All of which means nothing but confusion and questions about how the current crisis will play out politically. One need only remember President George H.W. Bush's astronomical poll numbers in 1991, after Operation Desert Storm, to know that it's impossible to bank on anything in this increasingly insecure world.
Will Americans blame Bush for the tanking economy, as many Democrats seem to think? Or will they consider any future recession "bin Laden's economy," as the GOP strategist says?
Will Republicans continue to follow Bush's orders, as did House Majority Whip Tom DeLay when he dropped his objections to partial funding of our nation's dues to the United Nations? Or will those conservatives with grave concerns about too much free-spending for cities and industries directly affected by the attacks -- like Assistant Senate Minority Leader Don Nickles, R-Okla. -- start cutting a more public profile with their objections?
"I think they're setting themselves up for an issue agenda that's not going to be necessarily favorable towards them," the Democratic operative says hopefully.
Of course, the biggest questions loom about national security. How will the inevitable U.S. military operations go? What if there are future terrorist attacks? Will Americans start to resent the Bush administration if there are other attacks -- or will they hold it against Senate Democrats if they hamstring Ashcroft's counterterrorism bill?

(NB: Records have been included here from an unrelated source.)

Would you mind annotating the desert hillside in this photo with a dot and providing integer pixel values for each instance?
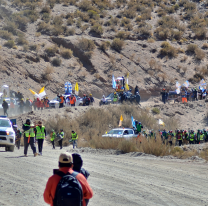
(46, 43)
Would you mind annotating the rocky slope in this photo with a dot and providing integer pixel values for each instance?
(42, 30)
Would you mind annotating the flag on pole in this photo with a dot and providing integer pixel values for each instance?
(178, 91)
(42, 93)
(178, 85)
(113, 82)
(203, 83)
(34, 93)
(127, 82)
(68, 88)
(120, 122)
(161, 122)
(76, 89)
(186, 84)
(133, 122)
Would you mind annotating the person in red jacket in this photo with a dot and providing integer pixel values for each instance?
(38, 103)
(66, 165)
(72, 100)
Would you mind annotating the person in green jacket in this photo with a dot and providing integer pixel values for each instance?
(53, 136)
(115, 98)
(61, 135)
(198, 137)
(74, 139)
(191, 137)
(139, 127)
(40, 134)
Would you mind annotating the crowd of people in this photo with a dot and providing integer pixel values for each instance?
(185, 94)
(177, 137)
(76, 190)
(33, 134)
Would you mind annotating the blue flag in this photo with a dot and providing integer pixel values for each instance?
(133, 122)
(113, 82)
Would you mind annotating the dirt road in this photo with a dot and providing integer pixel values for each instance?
(116, 180)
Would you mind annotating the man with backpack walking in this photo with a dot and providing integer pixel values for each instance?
(74, 139)
(67, 187)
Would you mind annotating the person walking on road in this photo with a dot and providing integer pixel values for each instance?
(74, 139)
(61, 135)
(91, 99)
(164, 96)
(66, 167)
(77, 167)
(72, 100)
(29, 137)
(62, 99)
(18, 138)
(40, 134)
(5, 107)
(53, 136)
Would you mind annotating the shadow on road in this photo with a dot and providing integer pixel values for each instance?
(16, 156)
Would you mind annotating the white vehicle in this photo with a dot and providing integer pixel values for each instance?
(7, 134)
(55, 102)
(121, 133)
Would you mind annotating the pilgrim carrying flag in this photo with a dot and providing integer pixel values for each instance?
(120, 122)
(76, 89)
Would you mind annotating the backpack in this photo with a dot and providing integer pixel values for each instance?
(68, 190)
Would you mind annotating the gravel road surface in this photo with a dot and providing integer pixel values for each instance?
(117, 180)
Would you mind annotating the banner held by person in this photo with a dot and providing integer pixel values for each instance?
(120, 122)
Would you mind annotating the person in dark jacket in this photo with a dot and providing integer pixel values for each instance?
(138, 98)
(164, 96)
(122, 97)
(77, 167)
(29, 137)
(136, 90)
(5, 107)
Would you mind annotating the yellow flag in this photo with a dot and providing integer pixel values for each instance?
(127, 86)
(76, 87)
(34, 93)
(42, 90)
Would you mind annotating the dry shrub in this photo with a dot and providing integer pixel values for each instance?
(70, 32)
(191, 48)
(122, 35)
(6, 35)
(117, 44)
(105, 45)
(66, 53)
(150, 72)
(51, 51)
(168, 50)
(46, 75)
(184, 58)
(205, 46)
(56, 61)
(204, 70)
(200, 54)
(9, 44)
(150, 40)
(97, 29)
(152, 63)
(86, 44)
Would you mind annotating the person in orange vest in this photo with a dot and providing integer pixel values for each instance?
(62, 101)
(41, 104)
(38, 103)
(72, 100)
(12, 107)
(46, 102)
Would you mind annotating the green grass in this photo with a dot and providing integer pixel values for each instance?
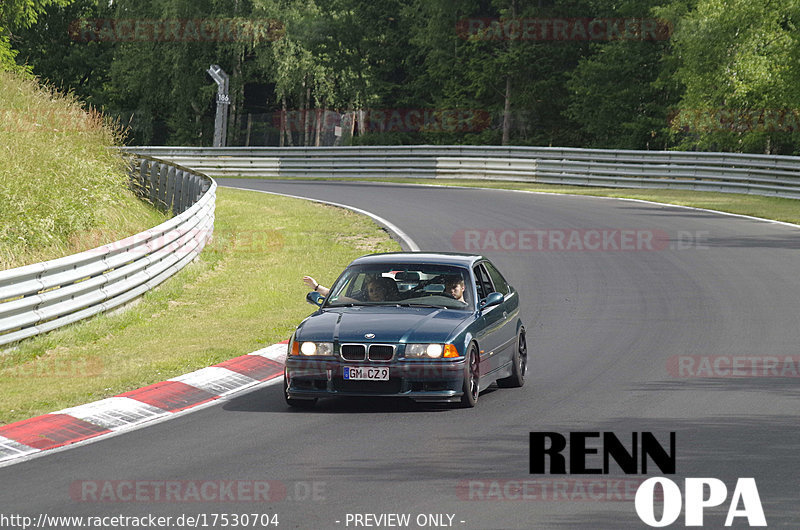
(244, 292)
(61, 189)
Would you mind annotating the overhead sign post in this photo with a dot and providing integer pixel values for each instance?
(221, 121)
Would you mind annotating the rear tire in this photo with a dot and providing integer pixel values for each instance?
(295, 402)
(519, 365)
(471, 387)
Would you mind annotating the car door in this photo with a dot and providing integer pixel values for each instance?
(507, 333)
(491, 323)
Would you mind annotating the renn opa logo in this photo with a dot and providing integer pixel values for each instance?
(549, 448)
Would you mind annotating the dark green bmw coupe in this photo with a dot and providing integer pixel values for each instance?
(428, 326)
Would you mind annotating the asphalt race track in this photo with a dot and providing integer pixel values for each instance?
(659, 337)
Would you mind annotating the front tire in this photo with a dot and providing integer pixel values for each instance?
(294, 402)
(519, 365)
(470, 387)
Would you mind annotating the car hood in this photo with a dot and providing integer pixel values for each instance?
(388, 324)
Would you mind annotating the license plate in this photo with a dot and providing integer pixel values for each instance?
(363, 373)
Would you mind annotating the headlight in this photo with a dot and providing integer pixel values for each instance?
(316, 348)
(432, 351)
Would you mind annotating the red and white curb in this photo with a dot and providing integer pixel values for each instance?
(154, 402)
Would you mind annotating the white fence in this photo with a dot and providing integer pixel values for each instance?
(723, 172)
(43, 296)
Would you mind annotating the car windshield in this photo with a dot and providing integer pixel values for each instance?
(403, 284)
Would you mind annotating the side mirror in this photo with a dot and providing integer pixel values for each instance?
(493, 299)
(314, 298)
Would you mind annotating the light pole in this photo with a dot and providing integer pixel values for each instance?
(221, 121)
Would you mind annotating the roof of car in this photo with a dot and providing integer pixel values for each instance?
(440, 258)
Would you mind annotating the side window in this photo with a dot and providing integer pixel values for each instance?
(482, 282)
(500, 284)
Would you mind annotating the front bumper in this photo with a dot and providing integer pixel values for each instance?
(418, 380)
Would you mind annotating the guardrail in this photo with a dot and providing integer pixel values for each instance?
(723, 172)
(44, 296)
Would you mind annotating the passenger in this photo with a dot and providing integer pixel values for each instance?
(311, 282)
(378, 289)
(382, 289)
(454, 286)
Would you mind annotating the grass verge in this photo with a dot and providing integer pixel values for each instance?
(244, 292)
(62, 190)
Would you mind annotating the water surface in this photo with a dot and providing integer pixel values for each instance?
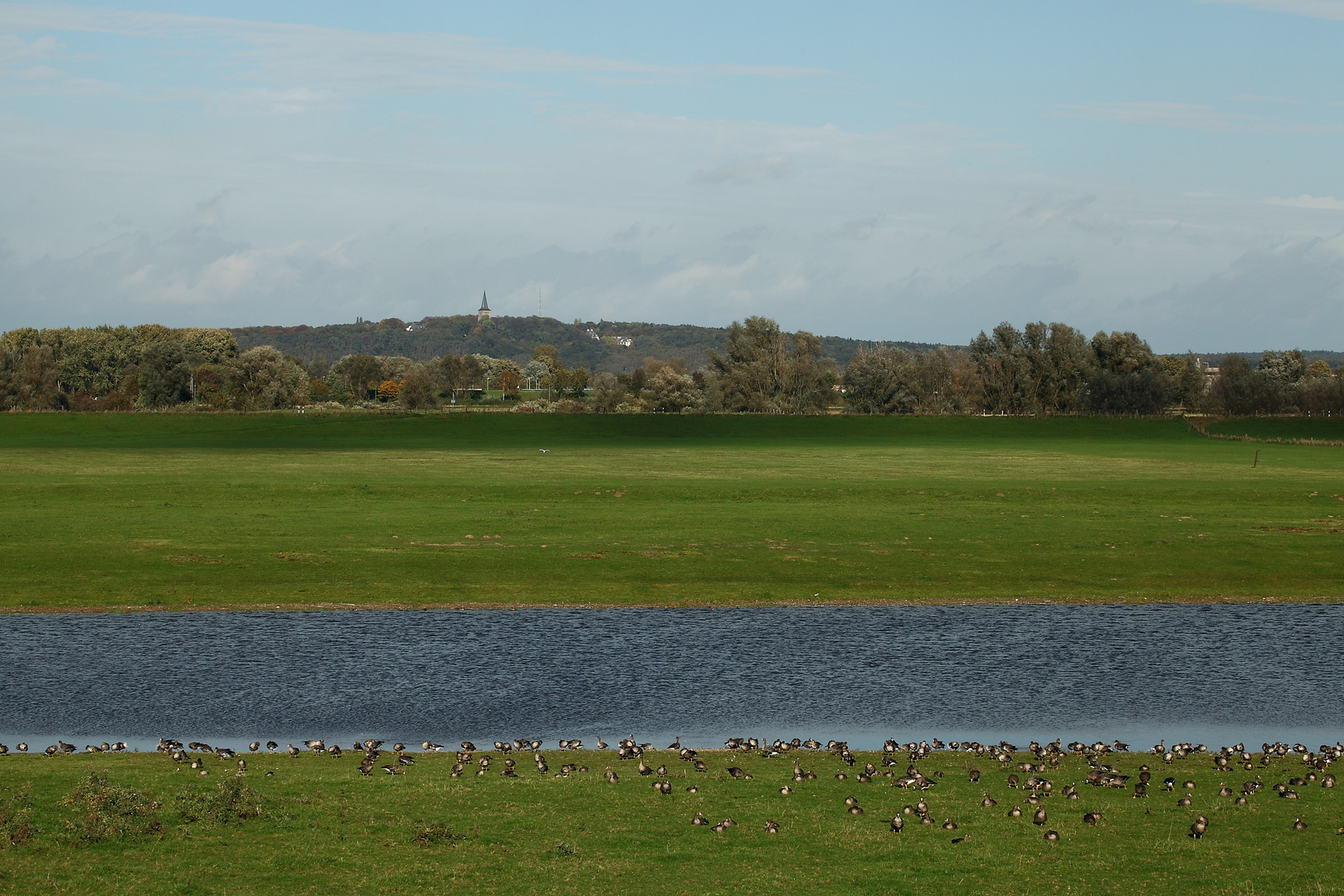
(1183, 672)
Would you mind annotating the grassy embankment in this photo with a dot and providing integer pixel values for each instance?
(262, 511)
(325, 829)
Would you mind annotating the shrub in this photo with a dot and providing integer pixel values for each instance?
(436, 833)
(230, 802)
(108, 811)
(17, 818)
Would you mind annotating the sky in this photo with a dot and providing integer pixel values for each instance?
(879, 171)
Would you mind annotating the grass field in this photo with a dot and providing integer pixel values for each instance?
(348, 509)
(325, 829)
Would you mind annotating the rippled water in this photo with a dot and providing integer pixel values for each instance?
(1209, 674)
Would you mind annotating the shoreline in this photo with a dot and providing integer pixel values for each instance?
(728, 605)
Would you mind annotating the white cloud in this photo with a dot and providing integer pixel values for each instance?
(1311, 8)
(1309, 202)
(746, 171)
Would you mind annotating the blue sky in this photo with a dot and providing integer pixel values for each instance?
(879, 171)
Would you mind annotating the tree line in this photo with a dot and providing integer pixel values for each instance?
(1040, 370)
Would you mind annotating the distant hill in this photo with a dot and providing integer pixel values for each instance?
(515, 338)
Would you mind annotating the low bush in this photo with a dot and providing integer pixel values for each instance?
(230, 802)
(108, 811)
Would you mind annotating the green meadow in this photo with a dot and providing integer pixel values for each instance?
(323, 828)
(162, 511)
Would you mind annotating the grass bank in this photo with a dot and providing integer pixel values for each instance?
(496, 509)
(327, 829)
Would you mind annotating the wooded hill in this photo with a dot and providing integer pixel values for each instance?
(515, 338)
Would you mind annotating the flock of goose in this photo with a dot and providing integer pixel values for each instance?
(1027, 774)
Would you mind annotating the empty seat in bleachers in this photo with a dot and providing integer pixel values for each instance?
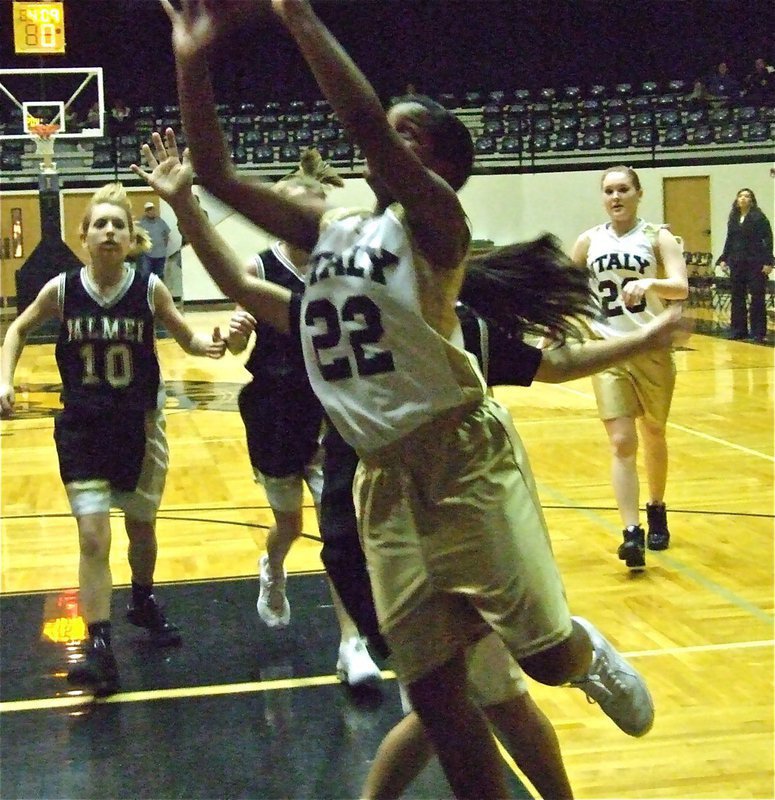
(757, 132)
(289, 152)
(720, 116)
(493, 127)
(728, 134)
(484, 145)
(571, 93)
(327, 135)
(645, 137)
(103, 159)
(342, 151)
(618, 139)
(696, 117)
(298, 107)
(566, 140)
(616, 105)
(277, 136)
(537, 143)
(262, 154)
(518, 124)
(252, 138)
(591, 140)
(668, 118)
(492, 111)
(592, 122)
(643, 119)
(304, 136)
(674, 136)
(473, 99)
(591, 106)
(640, 103)
(702, 134)
(510, 144)
(747, 114)
(568, 122)
(543, 123)
(617, 122)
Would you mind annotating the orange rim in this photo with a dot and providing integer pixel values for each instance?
(44, 130)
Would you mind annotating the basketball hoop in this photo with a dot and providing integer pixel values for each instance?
(43, 134)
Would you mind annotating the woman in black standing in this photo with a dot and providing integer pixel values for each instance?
(748, 257)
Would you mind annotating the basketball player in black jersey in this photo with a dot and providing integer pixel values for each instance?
(418, 154)
(505, 359)
(109, 435)
(283, 422)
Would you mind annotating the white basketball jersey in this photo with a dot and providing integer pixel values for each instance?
(613, 261)
(378, 368)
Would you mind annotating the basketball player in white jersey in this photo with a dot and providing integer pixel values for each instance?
(633, 266)
(448, 511)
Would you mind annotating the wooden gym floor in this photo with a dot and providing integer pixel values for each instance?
(243, 712)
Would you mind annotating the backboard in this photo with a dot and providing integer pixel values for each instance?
(71, 97)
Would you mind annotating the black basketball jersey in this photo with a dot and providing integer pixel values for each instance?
(282, 416)
(106, 351)
(276, 361)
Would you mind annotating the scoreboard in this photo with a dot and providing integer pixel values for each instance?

Before Sept. 11, Democrats were looking "at an environment where Bush's approval ratings were starting to drop, where the 'right direction/wrong track' numbers were going the wrong way, where the economy was certainly sputtering," Walter says. "If you were a Democrat you were looking at some positive movement." Democrats were finally all starting to coalesce around one message, that Bush was mishandling the economy and the surplus.
Now, however, "no one is talking about it, and you can't without getting a tremendous amount of backlash. And that's going to be the question: How can you make that argument a year from now, especially if we're still embroiled in the issue of homeland defense? How will Democrats be able to get traction on an issue when you still have the nation reeling from the events of Sept. 11?"